Algorithmic authority

Fascinating panel at a Yale conference on (what else?) the future of journalism with Clay Shirky, Jeff Jarvis and Columbia’s Michael Schudson. We have moved, Shirky argued, from the age of expert authority to the age of “algorithmic authority”. From the Encyclopaedia Britannica to Wikipedia, from a single source of authority to the convergence of many opinionns to produce an authority. Algorithmic authority sounded brand new, but turned out to not to be. Google lists a hundred or so previous occurrences.

Shirky isn’t wrong in tracking this change. But the shift in social or cultural authority between the one and the many isn’t that simple. To start with the “authority” in the Encyclopaedia Britannica may look as if it is based on the view of the single author. But in truth it isn’t and never was. I’m no expert on EB’s procedures but any entry will have been edited and almost certainly been through some sort of informal “peer review”.

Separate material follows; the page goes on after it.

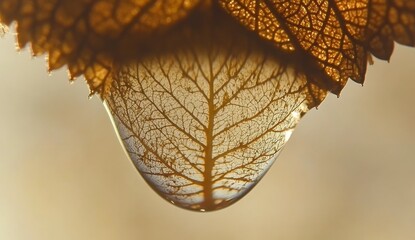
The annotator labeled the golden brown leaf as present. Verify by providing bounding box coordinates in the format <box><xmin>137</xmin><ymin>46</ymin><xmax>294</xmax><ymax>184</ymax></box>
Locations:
<box><xmin>105</xmin><ymin>11</ymin><xmax>318</xmax><ymax>211</ymax></box>
<box><xmin>0</xmin><ymin>0</ymin><xmax>202</xmax><ymax>93</ymax></box>
<box><xmin>219</xmin><ymin>0</ymin><xmax>415</xmax><ymax>94</ymax></box>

That leads on to the wider point that pre-digital publishing wasn’t unilateral. Think science. Publication in any scientific discipline worth the name involves sometimes quite elaborate layers of filters which are designed to screen out work which will damage the reputation of the science, the author, his colleagues or team. That is one of the sense of the word “discipline” in its scientific sense. Academic work in any discipline gathers momentum and scale only gradually as work survives the process of being critically evaluated, reworked and generally put through the wringer.

Algorithmic authority uses a vastly wider pool of labour but isn’t as much of a break from the past as might appear. And if algorithmic authority was ever used to suppress a view from an individual who was breaking new ground – as often happens – by contradicting conventional wisdom, then that wouldn’t be much of an advance would it?